The imagery of roots
The biggest redwoods can weigh 2.7 million tons and reach higher than the Statue of Liberty. But their roots don’t run deep; they reach outward and link with other trees. That is Ms. Landau’s favorite metaphor.
“Roots are the most important imagery for me in the show, how they reach across space and connect. We all need to find commonality and hold each other up,” Ms. Landau said to a small audience after a recent show. Ultimately, this is what Jesse does, as she pulls strength from her memories – forming her own heartwood, or core, like a redwood – and reconnects with her wife.
Ms. Menzel wondered aloud if she could be courageous enough to climb and stay in a redwood tree. But also, she found herself looking at trees as a guide.
“I fell in love with redwoods as a soaring example of how I want to live my life,” she said during the after-show talk with representatives from partner organizations.
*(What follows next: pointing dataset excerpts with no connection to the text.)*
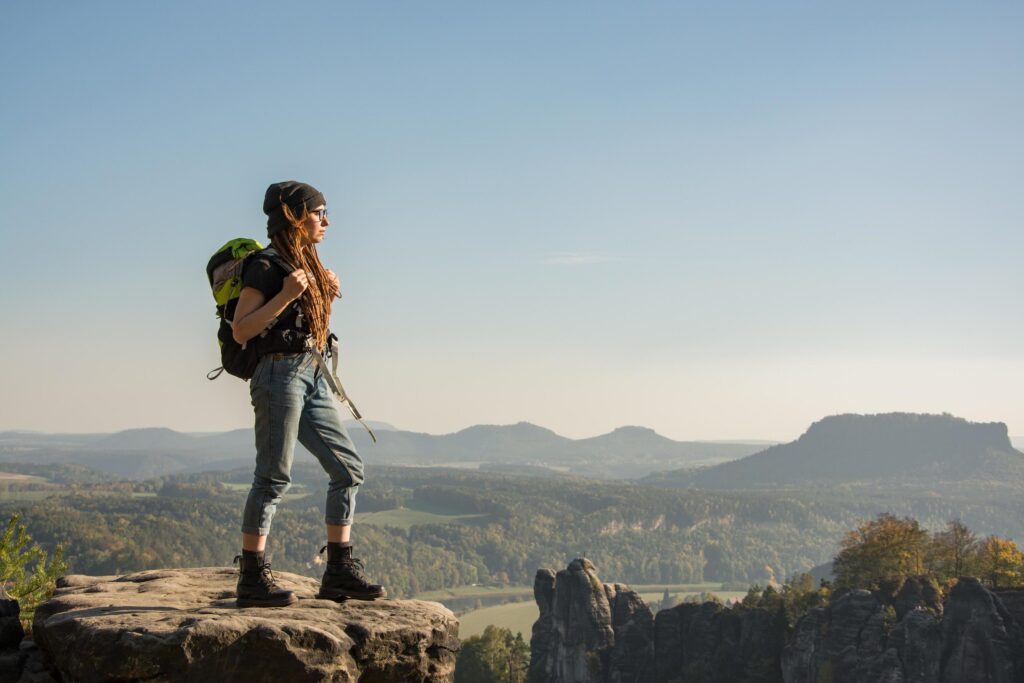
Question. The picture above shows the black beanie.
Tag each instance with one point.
(298, 196)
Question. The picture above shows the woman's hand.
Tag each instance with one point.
(334, 284)
(295, 284)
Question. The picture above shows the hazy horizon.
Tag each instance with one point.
(709, 220)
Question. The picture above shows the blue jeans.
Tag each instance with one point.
(293, 401)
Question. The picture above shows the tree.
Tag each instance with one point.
(494, 656)
(1000, 563)
(27, 571)
(951, 551)
(885, 549)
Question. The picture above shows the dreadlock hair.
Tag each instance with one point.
(315, 300)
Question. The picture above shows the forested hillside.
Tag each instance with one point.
(427, 528)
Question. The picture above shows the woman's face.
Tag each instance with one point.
(313, 226)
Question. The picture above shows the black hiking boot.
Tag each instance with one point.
(256, 587)
(343, 578)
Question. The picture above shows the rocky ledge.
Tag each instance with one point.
(178, 625)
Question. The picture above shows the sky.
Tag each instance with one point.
(717, 220)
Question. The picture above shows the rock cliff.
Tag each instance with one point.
(182, 625)
(591, 632)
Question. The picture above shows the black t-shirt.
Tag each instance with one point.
(290, 332)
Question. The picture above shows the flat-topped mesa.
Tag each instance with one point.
(178, 625)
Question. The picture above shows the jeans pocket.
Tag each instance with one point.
(261, 369)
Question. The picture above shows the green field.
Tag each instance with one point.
(29, 495)
(517, 616)
(510, 591)
(418, 513)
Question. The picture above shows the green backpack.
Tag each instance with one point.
(224, 272)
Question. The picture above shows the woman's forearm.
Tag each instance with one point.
(253, 324)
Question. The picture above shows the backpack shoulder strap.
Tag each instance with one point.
(276, 258)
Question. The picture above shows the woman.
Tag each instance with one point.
(285, 309)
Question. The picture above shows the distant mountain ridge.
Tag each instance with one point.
(624, 453)
(894, 447)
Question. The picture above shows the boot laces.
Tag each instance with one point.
(355, 567)
(267, 575)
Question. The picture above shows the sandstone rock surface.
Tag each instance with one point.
(589, 631)
(178, 625)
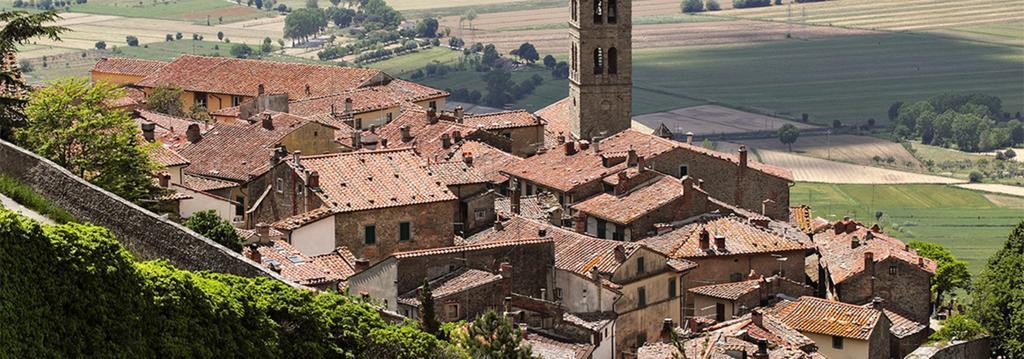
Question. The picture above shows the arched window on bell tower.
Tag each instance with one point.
(612, 60)
(612, 11)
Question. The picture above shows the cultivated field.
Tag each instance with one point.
(888, 14)
(967, 222)
(848, 148)
(713, 120)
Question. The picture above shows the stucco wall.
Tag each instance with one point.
(142, 232)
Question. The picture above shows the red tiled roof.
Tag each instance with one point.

The final song, “Still,” follows a night Jesse spends on a platform suspended from Stella as a wildfire encroaches. It offers the final release of the 90-minute journey into the treetops. Mr. Ardizonne-West reflects on what audiences are left with.
“It’s about a woman in a tree, but one of the lessons is she’s not alone. And in order to heal, she has to understand her connections not just to nature, but to the other people in her life, and to her memory of her son. It’s a very simple story, but it is such a universal and human story.”
“Redwood,” which opened on Broadway Feb. 13, will be performed at the Nederlander Theatre through July 2025.